How to Conduct Yourself in Court

Dress in a way that shows respect for the court

You do not have to buy new clothes for court but halters, worn out jeans, shorts and tee-shirts are not appropriate.

Because certain behaviors are noisy, distracting or disrespectful, you may not chew gum, eat, drink, read a newspaper, sleep, wear a hat, listen to earphones, carry a cell phone or pager unless it’s turned off, have a camera or camera phone.

Be on time

If you miss your hearing, the judge can make orders that you may not agree with and which may seriously affect you and your case.

Do not bring children into court

Many of the topics discussed in court are not appropriate for young children. Arrange for a friend or relative to watch your children while you are in court.

Stand when the judge enters or leaves the courtroom.

The court officer will tell you when to sit and stand. If you are in doubt, stand when the judge is standing. You can usually sit down once the judge is seated, unless you are speaking with the judge.

Stand and speak when the judge talks to you

Remain standing as long as you and the judge are talking. You may need to stay standing even if the judge talks to the person on the other side of your case. If in doubt, ask the judge before sitting down.

The judge will let you know when to speak

Never get into an argument or even a discussion with the other side in front of the judge. Always speak directly to the judge, unless the judge allows you to answer formal questions from the other side.

Speak clearly

You need to speak and not just nod or shake your head because court proceedings are often recorded. Listen carefully to the questions you are asked. Be direct and to the point when answering questions.

Always address the judge as “Your Honor”

The judge must keep order in the courtroom and will be making important decisions about you and your case.
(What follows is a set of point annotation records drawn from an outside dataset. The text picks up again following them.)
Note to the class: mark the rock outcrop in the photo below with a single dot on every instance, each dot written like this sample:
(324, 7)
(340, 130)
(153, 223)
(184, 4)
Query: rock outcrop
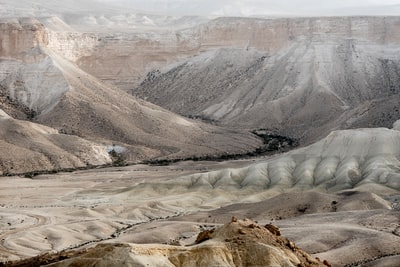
(240, 243)
(298, 77)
Be respectful and understand that the judge likes to keep the proceedings as orderly as possible. This helps keep the process fair to everyone.

During a proceeding before the judge, you should talk directly to the judge and not the other side, avoid arguing with or interrupting another person, and control your emotions. When you talk to the judge, start by saying “Your Honor”. Speak loudly and clearly and remember that only one person can speak at a time. A court reporter or a tape recorder may be taking down everything said in the courtroom, and can only record one speaker at a time.

Your case may be “Taken Under Advisement”

This means that the judge needs time to think about how to decide your case.The court will contact you as to the decision once it is made. Make sure that the court has your current contact information, including your telephone number and mailing address.

Do not talk on your way out or even right outside the door

Many times another hearing starts as soon as yours ends, and your talking can interfere with the next case.